Industriali e agricoltori ora contano i danni Perso l’1 per cento del Pil
FINALE EMILIA (Modena) — Hanno perso i grandi e hanno perso i piccoli. Quelli del comparto biomedico e quelli dell’agroalimentare, quelli del meccanico e quelli del ceramico. Perdite per i danni alle strutture, perdite per la produzione sospesa. Un danno complessivo che il presidente di Confindustria Giorgio Squinzi quantifica in un impatto sul Pil dell’1 per cento, in una regione che da sola contribuisce per il nove.
«Non posso dire che le conseguenze del doppio sisma siano solo i capannoni lesionati. Quello nuovo, per esempio, lo avevamo inaugurato per i trent’anni dell’azienda, il 30 aprile, che coincidevano anche con il mio compleanno», racconta Claudio Sabatini, uno dei due soci della Cigaimpianti, manutenzione e costruzione di macchine in Italia e nel mondo, mentre sette operai in via Miari a Finale Emilia costruiscono casette di legno per venti colleghi che hanno perso casa e verranno a dormire qui. «Il mio problema non è soltanto il fatto che una parte dei 96 dipendenti non può rientrare al lavoro. Il guaio è che se anche rientrasse, di lavoro non ce ne sarebbe. Molti stabilimenti sono caduti, nel Bolognese alcuni preferiscono per prudenza l’evacuazione. A chi facciamo assistenza?».
La Cgil Emilia Romagna conta 3.500 aziende crollate o inagibili e ventimila persone senza lavoro: cinquemila nella meccanica, quattromila nell’alimentare, 4.000 nel biomedicale, duemila nella ceramica. E poi c’è l’agroalimentare, la «green economy». Soltanto il Grana Padano ha 70 milioni di danni tra le centomila forme cadute il 20 maggio e le oltre 260 mila danneggiate o distrutte l’altro ieri. Per l’aceto balsamico si parla di quindici milioni. Coldiretti e Cia fanno la stessa prima stima di mezzo miliardo di euro per l’intero comparto: macchinari distrutti, animali morti, crolli e sversamenti di prodotti nelle campagne, fienili, stalle, stabilimenti per la lavorazione della frutta danneggiati o inutilizzabili.

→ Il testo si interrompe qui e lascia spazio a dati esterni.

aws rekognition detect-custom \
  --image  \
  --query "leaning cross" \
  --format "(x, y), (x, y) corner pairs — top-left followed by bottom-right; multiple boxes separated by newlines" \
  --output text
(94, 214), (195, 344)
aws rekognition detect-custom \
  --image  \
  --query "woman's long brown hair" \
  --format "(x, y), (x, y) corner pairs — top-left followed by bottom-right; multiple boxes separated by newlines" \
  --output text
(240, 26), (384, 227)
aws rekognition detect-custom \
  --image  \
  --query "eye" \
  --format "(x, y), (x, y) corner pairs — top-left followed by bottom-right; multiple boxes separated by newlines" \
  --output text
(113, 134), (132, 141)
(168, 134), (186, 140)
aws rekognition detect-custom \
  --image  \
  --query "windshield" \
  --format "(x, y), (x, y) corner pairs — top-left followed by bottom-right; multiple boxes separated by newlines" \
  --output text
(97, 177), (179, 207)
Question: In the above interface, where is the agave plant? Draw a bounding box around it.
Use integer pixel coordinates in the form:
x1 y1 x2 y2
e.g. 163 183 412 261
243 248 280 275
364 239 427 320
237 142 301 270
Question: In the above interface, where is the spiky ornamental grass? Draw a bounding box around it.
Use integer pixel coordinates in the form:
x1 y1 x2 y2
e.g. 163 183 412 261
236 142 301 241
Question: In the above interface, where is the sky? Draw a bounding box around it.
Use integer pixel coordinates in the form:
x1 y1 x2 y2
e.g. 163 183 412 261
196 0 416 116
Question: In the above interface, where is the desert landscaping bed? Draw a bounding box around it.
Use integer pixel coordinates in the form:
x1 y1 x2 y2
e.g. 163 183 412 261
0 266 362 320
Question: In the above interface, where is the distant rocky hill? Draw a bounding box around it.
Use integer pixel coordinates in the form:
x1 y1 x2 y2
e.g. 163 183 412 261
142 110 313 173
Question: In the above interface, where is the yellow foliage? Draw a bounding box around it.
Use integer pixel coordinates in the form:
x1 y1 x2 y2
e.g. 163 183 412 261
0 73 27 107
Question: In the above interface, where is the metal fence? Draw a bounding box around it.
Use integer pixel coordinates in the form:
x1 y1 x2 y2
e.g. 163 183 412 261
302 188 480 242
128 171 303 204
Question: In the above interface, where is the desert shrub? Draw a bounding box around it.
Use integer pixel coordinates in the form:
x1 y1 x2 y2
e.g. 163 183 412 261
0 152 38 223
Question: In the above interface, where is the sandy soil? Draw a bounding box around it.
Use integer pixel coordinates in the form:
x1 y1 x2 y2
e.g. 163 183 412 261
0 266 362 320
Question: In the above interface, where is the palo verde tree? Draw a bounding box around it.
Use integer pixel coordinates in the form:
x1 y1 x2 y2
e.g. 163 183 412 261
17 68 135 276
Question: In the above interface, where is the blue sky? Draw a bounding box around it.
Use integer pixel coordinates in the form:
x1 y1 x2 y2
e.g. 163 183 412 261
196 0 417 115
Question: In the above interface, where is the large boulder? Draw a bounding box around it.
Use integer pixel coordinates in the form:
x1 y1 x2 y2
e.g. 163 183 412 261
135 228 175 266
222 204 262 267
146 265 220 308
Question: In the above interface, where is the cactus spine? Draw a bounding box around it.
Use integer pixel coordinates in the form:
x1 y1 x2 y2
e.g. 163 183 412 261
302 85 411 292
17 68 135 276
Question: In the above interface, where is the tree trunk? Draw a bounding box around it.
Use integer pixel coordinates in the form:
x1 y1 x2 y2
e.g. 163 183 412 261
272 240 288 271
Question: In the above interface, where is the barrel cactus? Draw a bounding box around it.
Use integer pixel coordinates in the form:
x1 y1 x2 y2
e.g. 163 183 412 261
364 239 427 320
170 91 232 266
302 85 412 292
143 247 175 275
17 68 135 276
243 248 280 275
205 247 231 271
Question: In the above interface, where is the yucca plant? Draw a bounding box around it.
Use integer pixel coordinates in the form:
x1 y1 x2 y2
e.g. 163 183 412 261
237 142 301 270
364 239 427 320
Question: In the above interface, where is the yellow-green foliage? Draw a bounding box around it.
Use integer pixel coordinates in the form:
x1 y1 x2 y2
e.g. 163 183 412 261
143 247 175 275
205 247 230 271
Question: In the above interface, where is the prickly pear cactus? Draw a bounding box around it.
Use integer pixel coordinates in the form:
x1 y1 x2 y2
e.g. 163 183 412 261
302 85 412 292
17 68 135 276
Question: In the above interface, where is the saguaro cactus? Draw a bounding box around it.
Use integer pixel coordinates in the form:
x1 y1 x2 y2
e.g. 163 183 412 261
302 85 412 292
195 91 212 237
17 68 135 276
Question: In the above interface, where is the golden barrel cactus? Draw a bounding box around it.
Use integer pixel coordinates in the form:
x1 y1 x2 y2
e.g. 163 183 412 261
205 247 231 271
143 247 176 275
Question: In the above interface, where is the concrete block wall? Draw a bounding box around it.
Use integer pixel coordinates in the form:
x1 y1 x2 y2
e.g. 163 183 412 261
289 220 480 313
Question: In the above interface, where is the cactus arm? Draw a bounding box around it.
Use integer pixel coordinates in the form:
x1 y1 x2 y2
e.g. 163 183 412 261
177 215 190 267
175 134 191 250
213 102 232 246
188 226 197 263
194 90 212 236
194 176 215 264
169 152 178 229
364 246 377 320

Francesco Vincenzi è un agricoltore di Mirandola ed è preoccupato per i suoi frutteti di pere. «L’azienda è stata rasa al suolo, sotto i fabbricati sono rimasti le attrezzature, i trattori, insomma tutto quello che mi serve per la raccolta». Stefano Rimondi, amministratore delegato della Belco, una delle cinquemila imprese del polo industriale di Mirandola interdette dall’ordinanza del sindaco Maino Benatti, non nasconde la preoccupazione per il suo settore, il biomedicale: «Il fatturato annuo supera gli 800 milioni di euro. E praticamente tutte le imprese del nostro comparto sono state danneggiate».

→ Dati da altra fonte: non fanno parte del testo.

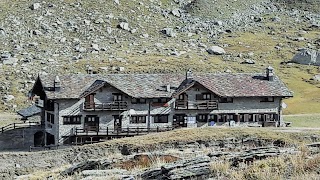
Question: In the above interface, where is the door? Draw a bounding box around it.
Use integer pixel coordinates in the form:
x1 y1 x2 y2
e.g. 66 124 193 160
176 93 188 109
84 94 95 109
113 115 122 131
173 114 187 128
84 115 99 132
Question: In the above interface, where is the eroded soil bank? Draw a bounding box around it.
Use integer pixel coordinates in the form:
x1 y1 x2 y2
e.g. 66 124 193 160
0 128 320 179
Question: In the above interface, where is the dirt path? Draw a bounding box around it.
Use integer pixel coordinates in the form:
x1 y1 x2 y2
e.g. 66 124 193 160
283 113 320 117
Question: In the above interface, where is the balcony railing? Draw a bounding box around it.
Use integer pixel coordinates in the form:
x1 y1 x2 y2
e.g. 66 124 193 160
34 98 44 107
175 100 218 110
83 101 128 111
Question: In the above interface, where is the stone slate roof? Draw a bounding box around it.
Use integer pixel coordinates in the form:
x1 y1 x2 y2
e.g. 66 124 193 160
190 73 292 97
17 105 41 117
40 73 292 99
39 74 100 99
80 74 184 98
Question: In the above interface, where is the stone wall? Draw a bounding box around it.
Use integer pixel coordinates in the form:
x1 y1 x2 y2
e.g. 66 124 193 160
0 126 43 151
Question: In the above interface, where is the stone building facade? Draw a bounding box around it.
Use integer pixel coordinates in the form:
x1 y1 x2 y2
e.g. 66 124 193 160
31 67 292 145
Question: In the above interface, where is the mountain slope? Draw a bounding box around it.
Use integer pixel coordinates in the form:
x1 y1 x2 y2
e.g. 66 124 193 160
0 0 320 113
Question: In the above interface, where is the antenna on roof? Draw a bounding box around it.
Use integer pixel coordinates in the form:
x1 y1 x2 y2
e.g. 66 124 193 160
54 76 61 91
266 66 274 81
186 69 193 82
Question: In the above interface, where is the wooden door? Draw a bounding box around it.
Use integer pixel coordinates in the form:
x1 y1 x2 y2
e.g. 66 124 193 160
84 116 99 132
173 114 187 128
84 94 95 109
113 115 122 130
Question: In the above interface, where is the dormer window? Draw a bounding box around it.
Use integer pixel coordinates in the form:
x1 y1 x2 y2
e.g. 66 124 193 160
202 93 211 100
260 97 274 102
113 94 122 101
131 98 147 104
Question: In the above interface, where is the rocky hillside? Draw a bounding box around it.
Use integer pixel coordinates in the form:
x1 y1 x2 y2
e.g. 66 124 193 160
0 0 320 113
0 128 320 180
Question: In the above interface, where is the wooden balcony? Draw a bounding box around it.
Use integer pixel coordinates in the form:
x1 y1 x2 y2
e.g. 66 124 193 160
83 101 128 111
175 100 218 110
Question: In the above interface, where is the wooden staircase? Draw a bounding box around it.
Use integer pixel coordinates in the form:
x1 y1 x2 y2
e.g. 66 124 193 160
0 122 40 134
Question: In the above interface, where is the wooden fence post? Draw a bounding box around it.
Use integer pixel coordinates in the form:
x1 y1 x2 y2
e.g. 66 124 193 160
127 127 129 136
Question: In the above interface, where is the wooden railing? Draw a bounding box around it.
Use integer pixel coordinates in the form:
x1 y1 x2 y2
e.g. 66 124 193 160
0 122 40 133
175 100 218 109
83 101 128 111
73 126 173 136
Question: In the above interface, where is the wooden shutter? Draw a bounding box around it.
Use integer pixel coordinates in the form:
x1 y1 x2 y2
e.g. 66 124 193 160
196 94 202 100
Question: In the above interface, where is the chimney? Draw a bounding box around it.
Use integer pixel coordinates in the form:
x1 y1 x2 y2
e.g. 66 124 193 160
186 69 193 82
167 84 171 92
54 76 61 91
266 66 274 81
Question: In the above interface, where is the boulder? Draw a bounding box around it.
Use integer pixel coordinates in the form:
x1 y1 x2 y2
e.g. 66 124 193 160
207 46 226 55
161 28 176 37
171 9 181 17
30 3 41 10
292 49 320 66
61 159 111 175
2 57 19 65
311 74 320 81
118 22 130 31
2 94 15 102
141 156 210 179
241 59 256 64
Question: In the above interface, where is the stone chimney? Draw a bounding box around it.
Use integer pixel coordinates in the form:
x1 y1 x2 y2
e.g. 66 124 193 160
186 69 193 82
166 84 171 92
54 76 61 91
266 66 274 81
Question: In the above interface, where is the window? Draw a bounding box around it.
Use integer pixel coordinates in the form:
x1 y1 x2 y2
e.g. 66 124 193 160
220 97 233 103
178 93 185 100
209 114 218 122
130 116 147 124
197 114 208 122
46 100 54 111
131 98 147 104
153 115 169 123
202 93 211 100
260 97 274 102
113 94 122 101
63 116 81 125
47 112 54 124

Danni diretti e indiretti. «Quelli diretti per noi sono di cinque milioni di euro. Per il ceramico questa stagione è come Natale per i commercianti. Dopo il nuovo terremoto di ieri i miei forni si sono spostati di altri cinque centimetri, che si sommano ai venticinque di domenica scorsa. Abbiamo un indotto importante di artigiani, muratori. Ma i danni indiretti ci arriveranno con la perdita dei clienti. Ogni giorno che stiamo fermi bruciamo centinaia di migliaia di euro», parla Renzo Vacondio, ad di Ceramica Moma, 140 dipendenti ora in ferie e poi in cassa integrazione, un fatturato di 50 milioni di euro, il 70 per cento all’estero.

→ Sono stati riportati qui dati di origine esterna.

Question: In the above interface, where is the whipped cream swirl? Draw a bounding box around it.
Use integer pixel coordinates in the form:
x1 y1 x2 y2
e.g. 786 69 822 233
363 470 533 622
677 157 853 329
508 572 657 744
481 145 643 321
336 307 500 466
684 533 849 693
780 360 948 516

Nello stabilimento della multinazionale inglese Titan Europe Plc di Finale Emilia, che soltanto qui fattura 70 milioni di euro, 33 mila metri quadrati di capannoni sono totalmente inagibili per i 250 dipendenti. Per i prossimi due-tre mesi la produzione sarà spostata in Turchia e in Francia, poi si vedrà . Martedì erano stati richiamati pochi volontari. L’ingegnere Massimo Colombini, responsabile di sicurezza e ambiente, non potrà mai dimenticare un fermo immagine. «I miei operai in lacrime dopo la scossa delle 9. Abbiamo fatto l’appello sul piazzale, c’eravamo tutti. Vedere la loro angoscia è stato per me il colpo più brutto».